Shanghai Dream, l’ultime espoir des Allemands juifs pour fuir le nazisme
Avant qu’Adolf Hitler ne décide de leur extermination pure et simple, la moitié des 500 000 juifs d’Allemagne avaient pu prendre le chemin de l’exil. Si la plupart sont allés à Paris, Londres, New-York, ou en Palestine, 20 000 d’entre eux ont échoué à Shanghai, alors sous occupation japonaise. C’est leur histoire que raconte Shanghai dream, de Philippe Thirault et Jorge Miguel, une fiction historique classique et passionnante.
Bernhard et Illo travaillent tous deux dans le cinéma. Mais, en cette année 1938, les portes des studios allemands avec lesquels ils collaboraient jusqu’à présent ne leur sont plus ouvertes. Le couple essaye par tous les moyens de faire passer ses scripts, quitte à les signer sous pseudonyme, quitte à travailler dans l’ombre. Mais rien n’y fait. Comme pour des centaines de milliers d’autres Allemands juifs, les lois raciales instaurées par le régime nazi interdisent désormais à ces citoyens honnis d’exercer leur métier, de gagner leur vie. Que faire ? Rester, coûte que coûte, afin de ne pas laisser Hitler triompher sans rien faire ? Ou partir, commencer une nouvelle existence ailleurs, loin des croix gammées et des crachats. En désespoir de cause, Bernhard et Illo décident alors de prendre le chemin de l’exil. Mais les principales routes sont déjà saturées de réfugiés. Si les États-Unis ne souhaitent pas accueillir tous les victimes d’Hitler, la France, la Belgique, les Pays-Bas ou la Grande-Bretagne ne sont, eux, plus à l’abri de l’appétit grandissant du Führer. C’est donc finalement à Shanghai, en Chine, qu’échouent les deux immigrés. La ville est aussi immense qu’énigmatique. Elle renferme surtout un nouveau danger : les soldats de l’empire du Japon et ses ambitions territoriales dévorantes.

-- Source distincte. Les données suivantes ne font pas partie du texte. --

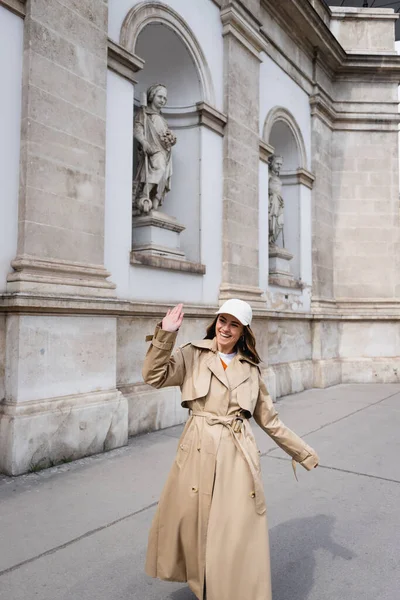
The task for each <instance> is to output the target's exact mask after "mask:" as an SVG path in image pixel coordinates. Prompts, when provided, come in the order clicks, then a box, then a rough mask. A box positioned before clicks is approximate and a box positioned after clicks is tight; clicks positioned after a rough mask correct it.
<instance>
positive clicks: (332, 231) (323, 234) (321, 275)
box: [311, 115, 335, 299]
mask: <svg viewBox="0 0 400 600" xmlns="http://www.w3.org/2000/svg"><path fill="white" fill-rule="evenodd" d="M312 145H313V155H312V167H311V169H312V172H313V173H314V174H315V183H314V188H313V192H312V197H313V203H312V213H313V215H312V239H313V250H312V264H313V296H314V297H316V298H328V299H329V298H333V296H334V270H335V264H334V242H335V203H334V199H333V196H332V167H331V156H332V147H331V146H332V131H331V129H330V127H329V125H327V124H326V123H325V122H324V121H323V120H322V119H321V118H320V117H319V116H318V115H314V116H313V119H312Z"/></svg>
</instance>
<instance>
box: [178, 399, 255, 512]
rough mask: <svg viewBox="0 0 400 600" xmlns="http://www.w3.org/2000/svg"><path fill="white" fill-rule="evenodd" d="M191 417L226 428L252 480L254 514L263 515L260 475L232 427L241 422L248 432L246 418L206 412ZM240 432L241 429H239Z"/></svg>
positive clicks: (199, 411)
mask: <svg viewBox="0 0 400 600" xmlns="http://www.w3.org/2000/svg"><path fill="white" fill-rule="evenodd" d="M190 414H191V416H192V417H202V418H204V419H205V420H206V422H207V425H210V426H213V425H222V426H223V427H226V428H227V429H228V431H229V433H230V434H231V436H232V439H233V442H234V444H235V446H236V448H237V449H238V451H239V452H240V454H241V455H242V456H243V458H244V460H245V462H246V464H247V466H248V467H249V470H250V473H251V476H252V479H253V483H254V494H255V495H254V499H255V505H256V512H257V514H259V515H263V514H264V513H265V511H266V506H265V497H264V490H263V485H262V481H261V475H260V473H259V472H258V471H257V470H256V469H255V468H254V465H253V463H252V460H251V458H250V455H249V453H248V451H247V449H246V447H245V446H244V445H243V444H242V442H241V440H240V438H239V436H238V431H236V428H235V427H234V425H235V424H236V423H237V422H238V421H239V422H240V421H242V422H243V423H242V426H243V427H244V429H245V430H247V431H249V427H250V426H249V422H248V419H246V418H242V417H240V416H238V415H229V416H219V415H214V414H213V413H209V412H206V411H191V413H190ZM240 430H241V428H240Z"/></svg>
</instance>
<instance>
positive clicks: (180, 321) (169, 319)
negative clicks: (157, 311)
mask: <svg viewBox="0 0 400 600" xmlns="http://www.w3.org/2000/svg"><path fill="white" fill-rule="evenodd" d="M182 309H183V304H178V305H177V306H175V307H174V308H172V309H170V308H169V309H168V312H167V314H166V315H165V317H164V318H163V320H162V326H161V327H162V329H163V330H164V331H169V332H173V331H178V329H179V327H180V326H181V325H182V321H183V315H184V313H183V310H182Z"/></svg>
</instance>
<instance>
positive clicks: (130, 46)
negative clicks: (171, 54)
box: [120, 2, 215, 106]
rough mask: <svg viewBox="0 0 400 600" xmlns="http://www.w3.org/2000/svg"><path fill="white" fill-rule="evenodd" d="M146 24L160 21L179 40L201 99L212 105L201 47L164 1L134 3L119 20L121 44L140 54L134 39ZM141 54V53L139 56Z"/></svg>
mask: <svg viewBox="0 0 400 600" xmlns="http://www.w3.org/2000/svg"><path fill="white" fill-rule="evenodd" d="M149 25H161V26H163V27H166V28H168V29H170V30H171V31H172V32H173V33H174V34H175V35H176V36H177V38H178V39H179V40H180V41H181V42H182V44H183V45H184V47H185V50H186V51H187V52H188V53H189V55H190V57H191V60H192V62H193V64H194V66H195V69H196V71H197V74H198V77H199V81H200V86H201V99H202V100H204V101H205V102H207V103H208V104H211V105H212V106H213V105H214V104H215V95H214V88H213V84H212V79H211V73H210V70H209V68H208V65H207V61H206V58H205V56H204V53H203V50H202V49H201V46H200V44H199V42H198V41H197V39H196V36H195V35H194V34H193V32H192V30H191V29H190V27H189V26H188V25H187V23H186V22H185V21H184V20H183V19H182V17H181V16H180V15H179V14H178V13H177V12H175V11H174V10H173V9H172V8H171V7H170V6H168V5H167V4H163V3H162V2H140V3H139V4H137V5H136V6H134V7H133V8H132V9H131V10H130V11H129V12H128V14H127V15H126V17H125V19H124V22H123V23H122V27H121V34H120V44H121V46H123V47H125V48H126V49H127V50H129V52H132V53H133V54H138V55H139V56H141V55H140V52H139V50H138V48H137V43H138V39H139V36H140V34H141V32H142V31H143V29H144V28H145V27H147V26H149ZM157 45H159V44H157ZM167 50H168V48H167V47H164V53H165V54H166V58H167V59H168V52H167ZM141 58H145V57H143V56H141ZM145 69H146V66H145Z"/></svg>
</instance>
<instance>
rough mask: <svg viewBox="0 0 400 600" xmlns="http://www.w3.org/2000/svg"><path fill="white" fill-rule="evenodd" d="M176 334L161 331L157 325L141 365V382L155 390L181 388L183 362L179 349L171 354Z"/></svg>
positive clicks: (183, 367)
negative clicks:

Après son accession au pouvoir, le premier objectif d’Adolf Hitler, en ce qui concerne les Allemands juifs, a été leur émigration, que le régime va même en partie organiser. Jusqu’en 1939 et le début de la Seconde Guerre mondiale, plus de la moitié des juifs du Reich – soit 250 000 personnes – sont déjà partis. Les démocraties libérales européennes et américaine deviennent, presque naturellement, les pays d’accueil de ces réfugiés ethniques. La Palestine aussi, où 50 000 juifs ashkénazes allemands viennent grossir les rangs des colons qui proclameront, quelques années et une apocalypse plus tard, l’indépendance de l’état d’Israël. Ce que l’on sait moins, c’est qu’environ 20 000 juifs d’Allemagne, d’Autriche et de Pologne ont trouvé refuge à Shanghai, que l’on appelait alors la New York de l’Asie. Pas besoin de visa pour entrer sur le territoire de ce gigantesque port, tombé sous le contrôle des troupes japonaises fin 1937. Mais c’est à se demander si la Chine, plongé dans une guerre apparemment interminable contre l’envahisseur nippon, est vraiment l’endroit idéal pour des populations en exil. Si l’occupant va dans un premier temps respecter les droits des réfugiés, les pressions de l’allié allemand vont par la suite changer la donne.
Philippe Thirault et Jorge Miguel livrent une fiction passionnante, au point de vue original puisqu’il explore un épisode méconnu, au moins en bande dessinée, de l’Histoire de la Seconde Guerre mondiale. Les repères sont un peu bouleversés par ce décor inattendu, ce qui renforce encore l’empathie que l’on éprouve pour Bernhard et Illo, nos deux exilés du bout du monde. Le traitement narratif classique, couplé à une mise en images au trait semi-réaliste et à la mise en couleur par aplats très ligne claire, rend l’ensemble sans réelle surprise formelle, mais très efficace et agréable à lire.
Shanghai dream coffret t1 & 2. Philippe Thirault (scénario) et Jorge Miguel (dessin). Les Humanoïdes associés. 120 pages. 29 euros.